Israeli PM Benjamin Netanyahu condemned anti-Prawer protests, reportedly saying: "We will try the offenders to the full extent of the law. We will not tolerate such riots. We shall continue to advance the Prawer Bill."
Thousands of protesters participated in a large demonstration in Haifa, Jerusalem, and in the Negev on Saturday against the Prawer Plan as part of a global "day of rage."
Palestinian members of the Israeli Knesset, Ahmed al-Tibi, and Jamal Zahalka, also participated in the protest.
Israeli police dispersed the protests with water cannons and batons, and arrested dozens of demonstrators.
Some protesters responded by throwing rocks at police officers.

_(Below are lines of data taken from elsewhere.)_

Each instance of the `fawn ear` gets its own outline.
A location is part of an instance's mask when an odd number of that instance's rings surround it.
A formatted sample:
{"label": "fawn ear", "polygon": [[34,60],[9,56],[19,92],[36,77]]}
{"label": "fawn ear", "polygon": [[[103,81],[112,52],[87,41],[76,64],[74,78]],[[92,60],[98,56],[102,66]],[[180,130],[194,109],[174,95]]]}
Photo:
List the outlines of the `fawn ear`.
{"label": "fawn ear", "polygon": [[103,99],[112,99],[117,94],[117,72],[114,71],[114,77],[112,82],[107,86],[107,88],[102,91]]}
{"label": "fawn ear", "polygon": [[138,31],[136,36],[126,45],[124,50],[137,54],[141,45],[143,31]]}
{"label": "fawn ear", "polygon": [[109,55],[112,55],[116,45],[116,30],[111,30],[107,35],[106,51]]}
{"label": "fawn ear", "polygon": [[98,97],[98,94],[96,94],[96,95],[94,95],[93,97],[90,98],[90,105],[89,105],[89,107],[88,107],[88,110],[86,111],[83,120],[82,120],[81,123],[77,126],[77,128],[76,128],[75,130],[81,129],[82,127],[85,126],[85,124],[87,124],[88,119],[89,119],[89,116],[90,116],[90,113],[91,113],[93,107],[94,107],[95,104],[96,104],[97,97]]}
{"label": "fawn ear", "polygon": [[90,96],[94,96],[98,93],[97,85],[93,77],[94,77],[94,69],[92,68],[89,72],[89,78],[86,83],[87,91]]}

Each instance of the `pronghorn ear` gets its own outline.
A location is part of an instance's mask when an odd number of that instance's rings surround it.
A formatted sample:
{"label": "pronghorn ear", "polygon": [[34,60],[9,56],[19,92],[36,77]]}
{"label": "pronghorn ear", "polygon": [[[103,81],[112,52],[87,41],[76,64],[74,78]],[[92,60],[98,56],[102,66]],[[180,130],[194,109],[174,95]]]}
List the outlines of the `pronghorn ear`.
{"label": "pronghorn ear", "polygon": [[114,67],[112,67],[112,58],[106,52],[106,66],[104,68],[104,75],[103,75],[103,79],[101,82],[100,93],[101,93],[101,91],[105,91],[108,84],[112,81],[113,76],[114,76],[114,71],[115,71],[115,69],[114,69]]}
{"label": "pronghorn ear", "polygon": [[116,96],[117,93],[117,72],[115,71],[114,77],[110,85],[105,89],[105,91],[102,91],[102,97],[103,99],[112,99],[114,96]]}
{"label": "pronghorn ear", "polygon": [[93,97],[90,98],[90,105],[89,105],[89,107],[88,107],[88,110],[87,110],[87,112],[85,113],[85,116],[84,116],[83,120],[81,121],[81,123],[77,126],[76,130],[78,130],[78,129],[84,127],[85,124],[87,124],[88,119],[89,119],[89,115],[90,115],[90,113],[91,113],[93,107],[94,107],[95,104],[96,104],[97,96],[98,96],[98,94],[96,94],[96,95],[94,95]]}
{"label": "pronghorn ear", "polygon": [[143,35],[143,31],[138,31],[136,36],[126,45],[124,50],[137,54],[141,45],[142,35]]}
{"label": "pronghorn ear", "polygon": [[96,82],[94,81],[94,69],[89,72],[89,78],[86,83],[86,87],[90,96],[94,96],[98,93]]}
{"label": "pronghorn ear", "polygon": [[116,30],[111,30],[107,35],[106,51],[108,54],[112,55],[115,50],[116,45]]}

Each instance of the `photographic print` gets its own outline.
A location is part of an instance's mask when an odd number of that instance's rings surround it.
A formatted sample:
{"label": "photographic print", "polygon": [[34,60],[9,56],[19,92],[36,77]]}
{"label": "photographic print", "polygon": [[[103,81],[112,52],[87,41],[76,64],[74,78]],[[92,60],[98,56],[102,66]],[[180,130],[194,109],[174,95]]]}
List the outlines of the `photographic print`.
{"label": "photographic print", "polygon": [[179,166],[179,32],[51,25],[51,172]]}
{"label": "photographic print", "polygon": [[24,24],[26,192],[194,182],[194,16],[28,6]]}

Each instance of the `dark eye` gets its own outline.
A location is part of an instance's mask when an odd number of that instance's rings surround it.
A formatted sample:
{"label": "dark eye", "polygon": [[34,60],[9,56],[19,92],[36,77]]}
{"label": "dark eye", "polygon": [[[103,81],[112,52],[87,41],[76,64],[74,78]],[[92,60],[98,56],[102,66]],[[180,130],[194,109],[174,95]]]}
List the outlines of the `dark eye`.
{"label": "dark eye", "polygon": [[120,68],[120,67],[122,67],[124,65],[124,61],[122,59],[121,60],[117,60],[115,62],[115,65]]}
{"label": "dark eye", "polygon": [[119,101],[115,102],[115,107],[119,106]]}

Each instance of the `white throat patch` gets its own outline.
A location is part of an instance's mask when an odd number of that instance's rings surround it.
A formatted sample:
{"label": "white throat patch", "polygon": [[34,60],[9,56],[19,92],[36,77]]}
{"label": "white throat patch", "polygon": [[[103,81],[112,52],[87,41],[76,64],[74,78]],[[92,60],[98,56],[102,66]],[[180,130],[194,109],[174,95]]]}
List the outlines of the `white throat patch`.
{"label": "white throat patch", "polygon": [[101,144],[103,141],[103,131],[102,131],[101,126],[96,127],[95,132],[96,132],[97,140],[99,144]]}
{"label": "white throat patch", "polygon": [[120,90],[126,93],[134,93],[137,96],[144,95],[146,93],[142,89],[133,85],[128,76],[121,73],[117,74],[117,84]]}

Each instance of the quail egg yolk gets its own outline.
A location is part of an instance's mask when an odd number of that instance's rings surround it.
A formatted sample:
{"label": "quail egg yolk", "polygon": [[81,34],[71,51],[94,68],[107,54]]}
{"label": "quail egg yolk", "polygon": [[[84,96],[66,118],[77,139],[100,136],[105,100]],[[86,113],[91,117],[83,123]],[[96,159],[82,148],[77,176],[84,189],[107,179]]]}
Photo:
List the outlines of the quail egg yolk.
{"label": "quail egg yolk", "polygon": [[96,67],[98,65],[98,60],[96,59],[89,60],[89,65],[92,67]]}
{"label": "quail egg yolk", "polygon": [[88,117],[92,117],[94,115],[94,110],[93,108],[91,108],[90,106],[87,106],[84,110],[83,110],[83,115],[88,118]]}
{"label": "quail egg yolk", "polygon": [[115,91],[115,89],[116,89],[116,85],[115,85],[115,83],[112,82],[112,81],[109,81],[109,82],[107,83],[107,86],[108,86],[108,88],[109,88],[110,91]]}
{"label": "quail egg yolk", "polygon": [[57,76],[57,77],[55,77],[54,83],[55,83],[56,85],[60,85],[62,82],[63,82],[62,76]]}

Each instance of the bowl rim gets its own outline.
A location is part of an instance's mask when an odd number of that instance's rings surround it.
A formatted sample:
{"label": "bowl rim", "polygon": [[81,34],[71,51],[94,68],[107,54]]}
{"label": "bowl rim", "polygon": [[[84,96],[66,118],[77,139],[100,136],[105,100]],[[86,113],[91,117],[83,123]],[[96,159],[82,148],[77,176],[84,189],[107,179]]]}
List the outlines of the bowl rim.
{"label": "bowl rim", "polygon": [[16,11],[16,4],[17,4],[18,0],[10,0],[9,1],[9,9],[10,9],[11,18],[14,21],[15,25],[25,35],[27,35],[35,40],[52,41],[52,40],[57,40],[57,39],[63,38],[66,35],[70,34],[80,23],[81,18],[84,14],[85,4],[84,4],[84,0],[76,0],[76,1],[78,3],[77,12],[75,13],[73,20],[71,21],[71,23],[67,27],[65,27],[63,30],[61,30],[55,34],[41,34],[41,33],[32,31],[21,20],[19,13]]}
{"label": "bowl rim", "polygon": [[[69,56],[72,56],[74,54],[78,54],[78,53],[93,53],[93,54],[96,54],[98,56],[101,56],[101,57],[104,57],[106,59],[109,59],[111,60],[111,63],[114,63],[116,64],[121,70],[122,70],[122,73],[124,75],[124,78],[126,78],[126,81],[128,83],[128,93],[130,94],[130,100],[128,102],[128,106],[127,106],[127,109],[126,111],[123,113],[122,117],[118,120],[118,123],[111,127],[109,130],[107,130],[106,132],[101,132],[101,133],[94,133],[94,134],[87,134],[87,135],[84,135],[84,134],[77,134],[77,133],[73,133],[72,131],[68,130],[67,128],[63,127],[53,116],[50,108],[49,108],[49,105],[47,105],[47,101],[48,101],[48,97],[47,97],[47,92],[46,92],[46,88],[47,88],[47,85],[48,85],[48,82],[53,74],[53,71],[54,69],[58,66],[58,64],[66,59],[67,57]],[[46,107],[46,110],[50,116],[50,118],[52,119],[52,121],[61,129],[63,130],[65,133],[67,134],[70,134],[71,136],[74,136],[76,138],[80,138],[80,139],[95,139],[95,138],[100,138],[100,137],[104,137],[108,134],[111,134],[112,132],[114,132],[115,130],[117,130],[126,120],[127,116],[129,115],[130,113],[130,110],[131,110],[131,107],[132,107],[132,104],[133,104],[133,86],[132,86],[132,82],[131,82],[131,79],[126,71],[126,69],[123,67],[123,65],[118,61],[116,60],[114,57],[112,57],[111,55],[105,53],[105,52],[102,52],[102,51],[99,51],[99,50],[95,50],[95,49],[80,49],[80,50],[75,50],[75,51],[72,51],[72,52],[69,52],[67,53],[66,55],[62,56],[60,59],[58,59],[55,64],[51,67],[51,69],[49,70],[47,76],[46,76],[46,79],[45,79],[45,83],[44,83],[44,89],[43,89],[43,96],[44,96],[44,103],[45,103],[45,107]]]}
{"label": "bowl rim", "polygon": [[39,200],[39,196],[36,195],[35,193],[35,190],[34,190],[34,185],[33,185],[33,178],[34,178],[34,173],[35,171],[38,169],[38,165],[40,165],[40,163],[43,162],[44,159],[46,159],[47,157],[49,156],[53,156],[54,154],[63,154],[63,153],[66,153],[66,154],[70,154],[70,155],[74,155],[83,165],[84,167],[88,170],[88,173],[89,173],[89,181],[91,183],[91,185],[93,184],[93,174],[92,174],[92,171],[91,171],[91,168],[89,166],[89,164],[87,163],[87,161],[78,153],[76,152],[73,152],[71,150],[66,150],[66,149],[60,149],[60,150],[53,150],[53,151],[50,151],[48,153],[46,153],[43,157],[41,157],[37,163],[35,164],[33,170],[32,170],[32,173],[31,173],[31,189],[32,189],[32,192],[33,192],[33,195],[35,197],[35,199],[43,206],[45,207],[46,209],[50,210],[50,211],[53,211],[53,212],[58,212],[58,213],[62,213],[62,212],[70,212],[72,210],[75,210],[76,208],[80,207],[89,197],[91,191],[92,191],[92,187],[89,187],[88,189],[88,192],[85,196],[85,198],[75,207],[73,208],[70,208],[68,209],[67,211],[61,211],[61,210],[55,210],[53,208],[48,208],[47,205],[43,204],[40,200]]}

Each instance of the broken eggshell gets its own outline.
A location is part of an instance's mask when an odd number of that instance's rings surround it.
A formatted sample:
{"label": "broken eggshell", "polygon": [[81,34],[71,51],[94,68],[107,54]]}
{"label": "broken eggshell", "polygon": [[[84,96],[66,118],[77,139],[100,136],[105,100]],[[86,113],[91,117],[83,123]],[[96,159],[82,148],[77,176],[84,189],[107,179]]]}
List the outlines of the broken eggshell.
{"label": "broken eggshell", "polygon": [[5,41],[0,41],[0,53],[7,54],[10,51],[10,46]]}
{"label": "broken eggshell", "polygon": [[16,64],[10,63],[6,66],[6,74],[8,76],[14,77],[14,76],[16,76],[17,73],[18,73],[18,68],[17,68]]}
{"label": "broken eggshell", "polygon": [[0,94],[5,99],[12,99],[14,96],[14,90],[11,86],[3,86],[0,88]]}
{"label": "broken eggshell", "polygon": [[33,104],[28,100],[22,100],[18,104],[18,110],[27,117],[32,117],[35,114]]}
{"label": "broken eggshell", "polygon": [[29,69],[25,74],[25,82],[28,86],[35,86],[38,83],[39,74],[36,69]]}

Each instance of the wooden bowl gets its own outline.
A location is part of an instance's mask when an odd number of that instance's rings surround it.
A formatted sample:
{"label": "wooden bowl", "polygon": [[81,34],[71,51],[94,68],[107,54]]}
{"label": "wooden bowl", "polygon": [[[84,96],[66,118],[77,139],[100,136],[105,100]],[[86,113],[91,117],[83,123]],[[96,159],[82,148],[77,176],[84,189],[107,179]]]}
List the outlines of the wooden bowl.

Anti-Prawer protests took place on both sides of the Green Line and worldwide, as Palestinians, Israelis, and international activists protested in Israel, the West Bank, Gaza, and in at least 14 other countries in Europe and the Arab World.
Demonstrators attended the protests in objection to Israel's Prawer Plan, which would forcibly relocate tens of thousands of Palestinian Bedouins if implemented.
The Israeli government approved the Prawer-Begin Plan in 2011, in what it says was an attempt to address the problem of unrecognized Bedouin villages in the Negev desert of southern Israel.
According to the Association for Civil Rights in Israel, the plan will forcibly evict nearly 40,000 Bedouin and destroy their communal and social fabric, condemning them to a future of poverty and unemployment.
Other estimates put the number of Bedouin residents to be evicted by the Prawer Plan at 70,000.
Israel refuses to recognize 35 Bedouin villages in the Negev, which collectively house nearly 90,000 people.
The Israeli government denies them access to basic services and infrastructure, such as electricity and running water, and refuses to place them under municipal jurisdiction.
The Prawer Plan was approved by Israeli parliament in a first reading in June, and two more votes on the plan are expected.